The Church of St John the Baptist, a Grade II* listed building, is in Upper Elkstone. It is rectangular and has a bell-cot. A plaque on the east wall informs that it was "Built under the Care and Inspection of William Grindon of Stonfold", and that it was completed in 1786. The interior fittings date from that period.

Warslow has one pub, the Greyhound Inn; it was there by the late 18th century, when it was called the Greyhound and Hare. In the early 19th century, when many miners worked at the nearby Ecton Mines, there were two other pubs in the village, the Crewe and Harpur Arms and the Red Lion.

==Prehistory==
On the northeast side of Warslow village is Blake Low bowl barrow, about 25 m across. Brownlow bowl barrow, south-west of Warslow, has a similar size. They were investigated by antiquarians; a cremation, charcoal and flint tools were found in each case.

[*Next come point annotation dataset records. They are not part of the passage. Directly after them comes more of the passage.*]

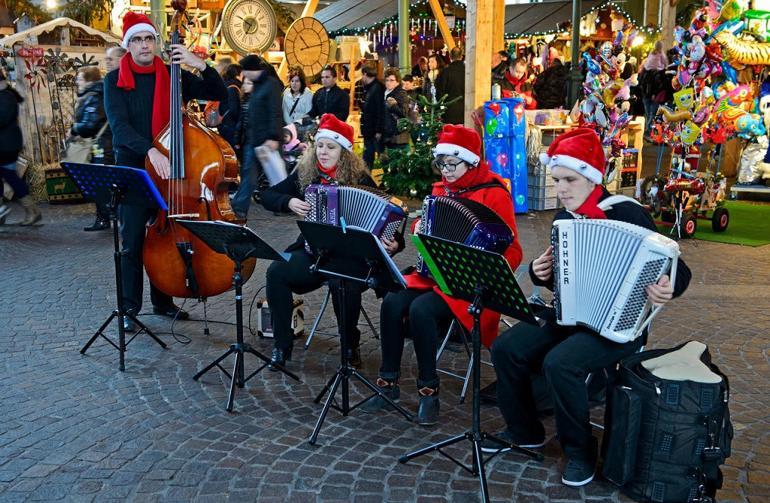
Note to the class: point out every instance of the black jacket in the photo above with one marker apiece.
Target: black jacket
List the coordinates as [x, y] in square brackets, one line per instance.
[130, 112]
[551, 86]
[230, 110]
[277, 198]
[372, 109]
[393, 113]
[10, 132]
[631, 213]
[451, 81]
[333, 101]
[265, 111]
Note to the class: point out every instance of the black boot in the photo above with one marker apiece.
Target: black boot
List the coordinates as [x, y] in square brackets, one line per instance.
[427, 411]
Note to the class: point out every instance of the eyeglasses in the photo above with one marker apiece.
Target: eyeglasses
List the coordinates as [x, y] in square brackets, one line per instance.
[447, 166]
[147, 39]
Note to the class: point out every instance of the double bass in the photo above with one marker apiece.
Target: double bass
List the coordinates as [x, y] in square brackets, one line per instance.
[203, 165]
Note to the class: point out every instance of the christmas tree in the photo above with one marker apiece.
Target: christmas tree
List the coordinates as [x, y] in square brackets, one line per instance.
[409, 172]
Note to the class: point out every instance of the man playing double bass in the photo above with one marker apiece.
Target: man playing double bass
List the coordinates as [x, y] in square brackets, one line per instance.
[137, 101]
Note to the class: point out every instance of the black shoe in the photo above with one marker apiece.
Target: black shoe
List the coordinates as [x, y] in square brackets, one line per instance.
[354, 357]
[427, 411]
[377, 403]
[279, 357]
[128, 324]
[489, 445]
[577, 473]
[171, 311]
[99, 225]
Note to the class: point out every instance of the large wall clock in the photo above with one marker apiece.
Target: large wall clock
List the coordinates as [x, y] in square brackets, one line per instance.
[307, 45]
[249, 26]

There are two bowl barrows on a hill south-west of Upper Elkstone, also investigated by antiquarians. The northern barrow, on which a trig point is situated, is about 24 m across. There was an inhumation on the old ground surface, and elsewhere a cremation and flint tools. The southern barrow, about 28 m across, was found to have an inhumation in a rock-cut grave, and another on the old ground surface where there were also flint tools.